“La única manera de descubrir los límites de lo posible es aventurarse un poco más allá de ellos en lo imposible.” (ARTHUR C. CLARKE).

Introducción.

En esta primera parte trataremos de brindar algunas precisiones sobre los vocablos, conceptos, productos y actividades que forman parte de MUNDO-CRIPTO como se denomina el conjunto de sujetos e infraestructura relacionada con los productos criptográficos.

A partir de la irrupción de las monedas digitales, se forma todo un entorno cripto amplio y diverso alrededor de estas, en el que la tecnología y el open innovation avanzan constantemente, produciendo novedades de una manera disruptiva.

El tema de los productos criptográficos se encuentra hoy por hoy en la palestra, y sobre todo en pleno desarrollo tecnológico y, dado lo nuevo de este fenómeno que representan, se cometen algunas imprecisiones, en particular, en cuanto a los conceptos, alcances y cuestiones legales.

Así, por ejemplo, vocablos como “moneda digital, monedas virtuales, criptomonedas y cripto-activos” comúnmente son expresiones utilizadas indistintamente como si fuesen sinónimos, cuando en realidad presentan diferencias técnicas, prácticas y legales.

En el siguiente punto empezaré por aclarar algunos asuntos terminológicos en esta materia. Sin perjuicio de ellos, adelantamos al lector que, para hacer referencia a productos digitales que emulan al dinero estatal la denominación que se utiliza con más referencia es el término CRIPTOMONEDA.

Sin embargo, y haciendo un paréntesis, a esta altura la diversificación de activos digitales que emplea la tecnología de encriptación es tan profusa que en ocasiones el uso de tal vocablo de manera genérica e indiscriminada no responde con rigor a las características del producto digital al se intenta hacer referencia.

Po su parte, en las distintas e incipientes regulaciones jurídicas es frecuente encontrar que son llamadas “monedas virtuales”. Aun así, hay una línea institucional – seguida por organismos internacionales como la GAFI, y que empieza a tener correlato legislativo-, en donde se promueve abandonar el uso de este término y reemplazarlo por uno más genérico: CRIPTOACTIVOS.
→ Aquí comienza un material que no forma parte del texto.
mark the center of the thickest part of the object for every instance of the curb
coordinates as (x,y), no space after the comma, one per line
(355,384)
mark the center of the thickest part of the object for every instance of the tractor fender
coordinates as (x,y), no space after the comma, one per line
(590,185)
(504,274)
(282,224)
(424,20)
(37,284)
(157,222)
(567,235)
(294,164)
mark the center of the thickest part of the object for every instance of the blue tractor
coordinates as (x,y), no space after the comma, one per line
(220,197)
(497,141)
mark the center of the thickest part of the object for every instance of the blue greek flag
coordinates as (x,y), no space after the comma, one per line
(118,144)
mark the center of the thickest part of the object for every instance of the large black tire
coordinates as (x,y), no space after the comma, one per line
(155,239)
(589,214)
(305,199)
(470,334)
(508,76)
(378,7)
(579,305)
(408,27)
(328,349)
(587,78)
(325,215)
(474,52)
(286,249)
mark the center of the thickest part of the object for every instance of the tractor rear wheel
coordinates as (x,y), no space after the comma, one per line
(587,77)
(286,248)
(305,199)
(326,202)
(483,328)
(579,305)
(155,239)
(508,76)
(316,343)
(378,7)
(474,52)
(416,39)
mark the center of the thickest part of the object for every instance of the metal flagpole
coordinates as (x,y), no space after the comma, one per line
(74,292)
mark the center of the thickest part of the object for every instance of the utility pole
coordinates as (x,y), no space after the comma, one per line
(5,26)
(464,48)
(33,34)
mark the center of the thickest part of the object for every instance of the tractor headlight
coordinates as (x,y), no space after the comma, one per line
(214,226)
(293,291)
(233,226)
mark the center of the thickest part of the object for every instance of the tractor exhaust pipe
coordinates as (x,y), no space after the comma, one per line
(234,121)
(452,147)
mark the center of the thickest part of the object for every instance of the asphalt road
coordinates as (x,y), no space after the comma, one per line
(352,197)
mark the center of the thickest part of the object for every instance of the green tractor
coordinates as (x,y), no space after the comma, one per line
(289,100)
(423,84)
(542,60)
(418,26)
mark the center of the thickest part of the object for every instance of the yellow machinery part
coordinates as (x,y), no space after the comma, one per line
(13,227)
También quiero explicar que, cuando en este artículo sobre el tema use la expresión monedas digitales, estaré haciendo referencia a los productos digitales intangibles que se utilizan como medio de cambio en la economía real y que por esa razón tiene una relevancia jurídica.

Monedas digitales.

En general, se denomina moneda digital a un producto informático que cumple funciones de medio o instrumentos de cambio y que se caracteriza por ser intangibles.

En este contexto, una moneda digital no tiene existencia en el mundo físico de las cosas, sino que pertenece al mundo online, por cuanto es una creación de la tecnología que tiene por finalidad ser utilizada para intercambiarse por productos y/o servicios.

A su vez, la expresión «moneda digital» es un fenómeno genérico en el que quedan incluidos tanto instrumentos con fines de pago que se utilizan en una economía real, así como también abarca token o fichas que se utilizan con la misma finalidad, pero en la economía virtual.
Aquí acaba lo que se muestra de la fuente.